Early in July, estimates of the number of unemployed Americans, ranged from 18 million to 33 million depending on what figures were examined.1 Regardless of which number you choose, it’s clear that a lot of American families are suffering economically due to the pandemic. Even more concerning is that the financial situation of many Americans is projected to worsen at the end of July as the $600 extra per week in unemployment payments authorized as part of the Coronavirus Aid, Relief and Economic Security (CARES) Act will end.

There is little hope that that $600 will be renewed if another round of stimulus aid is approved. If you are struggling to pay bills and have retirement savings the CARES Act also had provisions to ease the burden of early withdrawals and loans, but it is important to fully understand the drawbacks in terms of your future financial security, including implications if you ultimately have to file for bankruptcy protection.

Retirement savings have been hard to access in the past in order to make it difficult for savers to get money that was intended to be used in the later years of their lives. The CARES Act removed many of the barriers to accessing retirement savings.

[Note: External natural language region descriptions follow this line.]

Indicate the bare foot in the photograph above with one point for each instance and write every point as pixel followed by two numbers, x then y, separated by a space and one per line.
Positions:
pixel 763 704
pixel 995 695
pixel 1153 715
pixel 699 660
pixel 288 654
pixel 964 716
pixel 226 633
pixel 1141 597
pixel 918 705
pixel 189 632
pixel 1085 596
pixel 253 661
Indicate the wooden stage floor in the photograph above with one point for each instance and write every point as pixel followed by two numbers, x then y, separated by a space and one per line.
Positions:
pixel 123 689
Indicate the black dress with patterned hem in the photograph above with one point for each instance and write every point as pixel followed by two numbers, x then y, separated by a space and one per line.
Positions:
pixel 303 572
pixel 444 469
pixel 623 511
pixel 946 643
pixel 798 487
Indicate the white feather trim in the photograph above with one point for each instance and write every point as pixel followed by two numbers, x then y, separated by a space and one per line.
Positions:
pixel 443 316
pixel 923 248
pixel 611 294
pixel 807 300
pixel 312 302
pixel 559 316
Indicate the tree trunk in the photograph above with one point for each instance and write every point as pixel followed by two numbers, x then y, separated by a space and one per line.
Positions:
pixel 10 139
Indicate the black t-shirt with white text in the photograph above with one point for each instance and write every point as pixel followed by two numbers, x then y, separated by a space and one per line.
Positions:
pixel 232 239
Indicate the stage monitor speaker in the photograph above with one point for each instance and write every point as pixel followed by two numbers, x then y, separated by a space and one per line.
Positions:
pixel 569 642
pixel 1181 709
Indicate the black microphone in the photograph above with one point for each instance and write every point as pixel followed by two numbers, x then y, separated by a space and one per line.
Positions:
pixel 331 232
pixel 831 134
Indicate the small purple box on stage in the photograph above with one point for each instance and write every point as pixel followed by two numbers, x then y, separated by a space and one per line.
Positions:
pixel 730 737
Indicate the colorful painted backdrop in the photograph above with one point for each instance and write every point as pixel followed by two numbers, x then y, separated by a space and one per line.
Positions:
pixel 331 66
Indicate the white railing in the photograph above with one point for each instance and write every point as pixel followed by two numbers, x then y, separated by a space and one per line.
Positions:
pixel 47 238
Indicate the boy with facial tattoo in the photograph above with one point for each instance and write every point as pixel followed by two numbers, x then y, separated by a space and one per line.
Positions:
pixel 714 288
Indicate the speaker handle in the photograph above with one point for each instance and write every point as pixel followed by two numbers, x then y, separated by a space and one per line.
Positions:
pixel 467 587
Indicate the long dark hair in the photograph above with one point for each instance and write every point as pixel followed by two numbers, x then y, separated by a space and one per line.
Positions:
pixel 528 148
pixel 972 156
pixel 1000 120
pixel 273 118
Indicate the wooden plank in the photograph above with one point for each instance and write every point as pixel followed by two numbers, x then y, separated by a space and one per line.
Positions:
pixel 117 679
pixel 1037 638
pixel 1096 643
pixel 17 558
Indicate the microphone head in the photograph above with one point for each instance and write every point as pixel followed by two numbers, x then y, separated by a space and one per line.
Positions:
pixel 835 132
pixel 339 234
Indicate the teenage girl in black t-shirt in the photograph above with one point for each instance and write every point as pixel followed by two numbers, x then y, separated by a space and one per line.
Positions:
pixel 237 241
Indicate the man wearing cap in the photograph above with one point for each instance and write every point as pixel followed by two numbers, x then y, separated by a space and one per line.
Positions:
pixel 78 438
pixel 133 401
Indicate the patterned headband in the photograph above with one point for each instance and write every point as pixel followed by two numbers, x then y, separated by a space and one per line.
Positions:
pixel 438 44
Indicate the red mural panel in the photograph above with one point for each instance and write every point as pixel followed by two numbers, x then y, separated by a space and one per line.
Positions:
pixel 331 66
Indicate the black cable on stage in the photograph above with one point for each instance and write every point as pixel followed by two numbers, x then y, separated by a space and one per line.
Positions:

Prior to the Act, if you were under 59.5 years of age and wanted to withdraw funds from your 401(k) or 403(b) workplace retirement plan the government would automatically withhold, as income tax, 20 percent of the money you withdrew. They would also impose a 10 percent penalty for early withdrawal. The CARES Act eliminated the 10 percent early withdrawal penalty and the automatic 20 percent withholding. You will still have to claim the withdrawal as income but instead of paying the taxes on the whole amount in the year it is withdrawn, the tax burden can be spread over three years.2

To take advantage of the CARES Act provisions you must be impacted by COVID-19 in one of several ways. For example, if you, your spouse or a dependent has been diagnosed with the coronavirus; if you’ve experienced adverse financial consequences because of being quarantined, furloughed, laid off or because you’ve had your work hours reduced; you can’t work because of lack of child care; or you had to close or reduce the hours of your business as a result of the virus. The qualifications list, and any updates, are available on the Internal Revenue Service (IRS) website.3

The CARES Act also makes it possible, if your retirement plan permits it, to withdraw or get a loan from your retirement savings of as much as $100,000. In the past you could only borrow or withdraw up to 50 percent of your vested account balance or $50,000, whichever was less. If you have a current loan on your retirement savings, repayment of the loan may be delayed under the CARES Act if your employer’s plan allows it for up to one year, however, payments will later be adjusted to reflect the delay and any interest accrued during the delay.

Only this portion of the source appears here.